O método de upcycling é o que mais se aproxima do ideal proposto pela economia circular onde nada se perde e tudo se reaproveita. Basicamente, a economia circular é um modelo econômico global que separa crescimento e desenvolvimento econômico do consumo de recursos finitos, concentrando-se em projetos eficazes que visam otimizar o fluxo do uso de materiais e aumentar o estoque de recursos naturais.
Esta filosofia está alinhada ao brechó The MIX Bazar, onde tecidos que seriam descartados pela indústria acabam assumindo novas formas como camisas, bolsas, clutches e jogos americanos.
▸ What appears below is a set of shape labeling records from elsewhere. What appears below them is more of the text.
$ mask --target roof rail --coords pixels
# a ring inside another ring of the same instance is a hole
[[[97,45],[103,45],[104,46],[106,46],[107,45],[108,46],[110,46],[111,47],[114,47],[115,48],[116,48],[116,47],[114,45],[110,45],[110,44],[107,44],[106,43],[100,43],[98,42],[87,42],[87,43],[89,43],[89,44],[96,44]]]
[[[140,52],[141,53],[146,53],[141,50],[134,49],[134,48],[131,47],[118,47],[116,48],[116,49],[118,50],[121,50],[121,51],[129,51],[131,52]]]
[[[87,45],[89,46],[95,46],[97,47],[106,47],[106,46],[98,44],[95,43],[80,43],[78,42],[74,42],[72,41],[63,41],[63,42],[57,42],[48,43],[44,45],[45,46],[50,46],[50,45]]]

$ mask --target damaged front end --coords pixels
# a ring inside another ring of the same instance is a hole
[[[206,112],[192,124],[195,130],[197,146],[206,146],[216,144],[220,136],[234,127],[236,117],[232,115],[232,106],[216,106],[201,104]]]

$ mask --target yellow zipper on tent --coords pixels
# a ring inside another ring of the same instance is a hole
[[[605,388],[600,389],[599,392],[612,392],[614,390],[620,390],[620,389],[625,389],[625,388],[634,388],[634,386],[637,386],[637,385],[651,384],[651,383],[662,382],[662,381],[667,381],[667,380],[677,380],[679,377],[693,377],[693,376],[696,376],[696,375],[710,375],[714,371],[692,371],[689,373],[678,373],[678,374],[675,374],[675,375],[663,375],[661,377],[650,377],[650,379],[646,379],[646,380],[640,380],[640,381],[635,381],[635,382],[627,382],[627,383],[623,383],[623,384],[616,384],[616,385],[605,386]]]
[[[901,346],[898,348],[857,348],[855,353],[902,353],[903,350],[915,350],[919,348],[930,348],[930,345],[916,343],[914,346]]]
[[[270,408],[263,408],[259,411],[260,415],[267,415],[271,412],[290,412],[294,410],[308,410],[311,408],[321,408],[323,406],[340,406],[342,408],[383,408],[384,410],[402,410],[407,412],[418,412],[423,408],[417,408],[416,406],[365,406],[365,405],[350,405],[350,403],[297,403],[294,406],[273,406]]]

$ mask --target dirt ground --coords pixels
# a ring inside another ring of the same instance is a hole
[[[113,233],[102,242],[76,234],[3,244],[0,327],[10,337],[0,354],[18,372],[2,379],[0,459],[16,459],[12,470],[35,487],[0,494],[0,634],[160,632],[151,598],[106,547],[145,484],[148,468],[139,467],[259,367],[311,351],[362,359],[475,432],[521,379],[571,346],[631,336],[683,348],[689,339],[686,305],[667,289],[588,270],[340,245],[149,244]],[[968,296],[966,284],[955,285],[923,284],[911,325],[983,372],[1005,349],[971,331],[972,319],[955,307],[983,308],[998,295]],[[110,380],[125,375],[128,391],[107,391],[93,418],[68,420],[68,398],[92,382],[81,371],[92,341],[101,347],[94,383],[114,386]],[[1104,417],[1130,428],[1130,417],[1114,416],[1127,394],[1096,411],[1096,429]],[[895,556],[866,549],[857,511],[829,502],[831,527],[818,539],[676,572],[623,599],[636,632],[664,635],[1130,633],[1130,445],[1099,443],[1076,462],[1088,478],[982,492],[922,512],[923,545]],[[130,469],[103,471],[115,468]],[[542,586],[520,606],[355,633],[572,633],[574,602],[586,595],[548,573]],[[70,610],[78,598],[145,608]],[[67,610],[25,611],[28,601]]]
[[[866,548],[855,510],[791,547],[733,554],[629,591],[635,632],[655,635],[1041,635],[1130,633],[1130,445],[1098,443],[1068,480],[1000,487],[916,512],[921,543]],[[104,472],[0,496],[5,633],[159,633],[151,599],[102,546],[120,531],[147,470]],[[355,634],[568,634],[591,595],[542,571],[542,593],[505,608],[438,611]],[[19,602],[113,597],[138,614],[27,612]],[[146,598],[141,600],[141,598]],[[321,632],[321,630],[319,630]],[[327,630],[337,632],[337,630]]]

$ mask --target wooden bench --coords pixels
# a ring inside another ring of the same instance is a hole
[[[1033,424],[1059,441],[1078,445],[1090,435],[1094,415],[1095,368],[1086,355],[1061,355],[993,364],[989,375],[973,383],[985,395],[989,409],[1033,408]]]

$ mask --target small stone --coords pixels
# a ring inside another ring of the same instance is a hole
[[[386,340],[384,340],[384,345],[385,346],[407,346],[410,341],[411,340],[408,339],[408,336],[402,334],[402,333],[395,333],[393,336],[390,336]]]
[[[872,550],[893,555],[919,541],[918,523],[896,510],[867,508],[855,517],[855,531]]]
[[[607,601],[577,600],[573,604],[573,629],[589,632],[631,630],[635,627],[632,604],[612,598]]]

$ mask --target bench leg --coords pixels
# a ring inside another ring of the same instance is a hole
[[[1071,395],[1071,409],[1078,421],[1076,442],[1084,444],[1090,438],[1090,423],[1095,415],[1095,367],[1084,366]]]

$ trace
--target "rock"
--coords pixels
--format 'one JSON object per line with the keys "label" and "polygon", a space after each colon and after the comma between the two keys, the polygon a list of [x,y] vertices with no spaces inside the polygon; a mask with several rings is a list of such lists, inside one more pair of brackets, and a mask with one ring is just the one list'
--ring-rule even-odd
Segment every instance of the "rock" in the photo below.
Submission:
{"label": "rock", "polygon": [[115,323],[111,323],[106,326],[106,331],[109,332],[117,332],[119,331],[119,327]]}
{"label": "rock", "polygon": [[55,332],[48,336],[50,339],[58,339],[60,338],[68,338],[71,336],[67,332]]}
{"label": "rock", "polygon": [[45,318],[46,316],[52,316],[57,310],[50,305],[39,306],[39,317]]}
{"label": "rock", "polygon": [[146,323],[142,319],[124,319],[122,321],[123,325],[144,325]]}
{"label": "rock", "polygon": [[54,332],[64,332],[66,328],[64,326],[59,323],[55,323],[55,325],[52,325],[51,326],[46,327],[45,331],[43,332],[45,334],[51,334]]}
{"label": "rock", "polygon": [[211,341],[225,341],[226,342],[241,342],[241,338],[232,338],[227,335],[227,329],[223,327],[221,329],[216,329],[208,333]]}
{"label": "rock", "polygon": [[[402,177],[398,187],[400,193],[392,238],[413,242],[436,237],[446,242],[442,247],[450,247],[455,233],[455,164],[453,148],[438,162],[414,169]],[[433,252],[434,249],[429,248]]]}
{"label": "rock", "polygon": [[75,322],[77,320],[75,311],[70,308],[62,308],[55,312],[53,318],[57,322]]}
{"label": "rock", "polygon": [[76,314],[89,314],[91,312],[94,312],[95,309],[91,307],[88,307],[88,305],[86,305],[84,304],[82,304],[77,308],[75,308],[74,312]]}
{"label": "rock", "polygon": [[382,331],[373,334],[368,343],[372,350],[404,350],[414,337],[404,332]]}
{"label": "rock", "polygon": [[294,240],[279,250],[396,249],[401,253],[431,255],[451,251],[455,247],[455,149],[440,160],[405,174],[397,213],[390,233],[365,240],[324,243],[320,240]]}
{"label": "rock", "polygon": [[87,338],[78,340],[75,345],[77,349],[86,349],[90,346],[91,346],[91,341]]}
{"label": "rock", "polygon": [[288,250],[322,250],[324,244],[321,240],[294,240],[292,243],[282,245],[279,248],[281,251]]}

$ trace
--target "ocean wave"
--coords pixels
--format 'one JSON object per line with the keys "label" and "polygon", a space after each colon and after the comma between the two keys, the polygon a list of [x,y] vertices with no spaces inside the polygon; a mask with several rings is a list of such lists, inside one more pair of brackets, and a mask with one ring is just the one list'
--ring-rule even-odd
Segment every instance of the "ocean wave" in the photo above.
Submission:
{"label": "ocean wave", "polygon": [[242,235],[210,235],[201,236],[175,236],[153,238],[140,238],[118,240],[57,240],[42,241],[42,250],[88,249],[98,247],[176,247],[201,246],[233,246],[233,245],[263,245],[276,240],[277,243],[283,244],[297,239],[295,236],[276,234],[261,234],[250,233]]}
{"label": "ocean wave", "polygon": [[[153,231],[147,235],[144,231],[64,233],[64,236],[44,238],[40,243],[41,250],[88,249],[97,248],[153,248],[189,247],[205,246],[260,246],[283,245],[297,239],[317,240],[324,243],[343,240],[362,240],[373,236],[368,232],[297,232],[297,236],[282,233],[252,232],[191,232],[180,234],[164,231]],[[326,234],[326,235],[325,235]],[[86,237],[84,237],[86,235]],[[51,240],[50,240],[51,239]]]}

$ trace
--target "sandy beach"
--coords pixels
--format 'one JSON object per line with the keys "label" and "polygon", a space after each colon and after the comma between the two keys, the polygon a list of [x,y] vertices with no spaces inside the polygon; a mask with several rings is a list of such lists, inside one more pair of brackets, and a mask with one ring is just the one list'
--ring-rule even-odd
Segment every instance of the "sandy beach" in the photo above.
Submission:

A nossa visita à estamparia têxtil deu ainda mais força às nossas ideias aplicadas no The MIX Bazar.
Resíduo zero
Pensar numa gestão de resíduo zero na moda ainda é muito novo, mas o caminho já começou a ser trilhado por estilistas independentes e empresas pioneiras que estão repensando o design, a produção e o consumo de fibras e tecidos. O design, inclusive, é um dos pontos mais importantes dessa cadeia, pois é o único processo criativo capaz de transformar o que seria lixo em algo com novo apelo, ou criar um produto que gere desperdício zero.
Paul Hawken escreve no prólogo do livro Moda & Sustentabilidade de Kate Fletcher e Lynda Grose que ”A sustentabilidade é o precursor de mais diversidade e escolha, e não menos”. Então, vamos nos aproveitar dessa máxima! E se ao final somos todos consumidores, então, que sejamos consumidores mais arrojados e sustentáveis!
Parabéns Fabiana e Marcela. Parabéns pela iniciativa. Muito talento reunido.
Oi Cibele, obrigada ! Sinta-se convidada para nos visitar e conhecer o nosso trabalho de perto. Olha que delícia ! Bjs
Maravilhoso o artigo! Uma delícia de ler. Entendi um pouco mais minha alma agora: já nasci com alma que aprecia o upcycling, apenas não sabia que tinha esse nome 🙂 Um beijo e sucesso contínuo a essas irmãs de talento e amorosidade ímpares!
O reaproveitamento de materiais/resíduos não é exatamente algo novo. Muitas artesãs já fazem isso há longa data e com muita criatividade. A novidade aqui é incorporar esse conceito (upcycling) na Economia Circular para fazer melhor uso dos recursos naturais e trazer elementos do Desing para criar produtos de maior valor, uso e qualidade. Enfim, trazer esse processo para a cadeia da Economia Criativa, um modelo de negócio que está formatado para ser a economia do futuro. Que legal que você curtiu o artigo e que já tem isso na sua alma!!! Beijo pra você!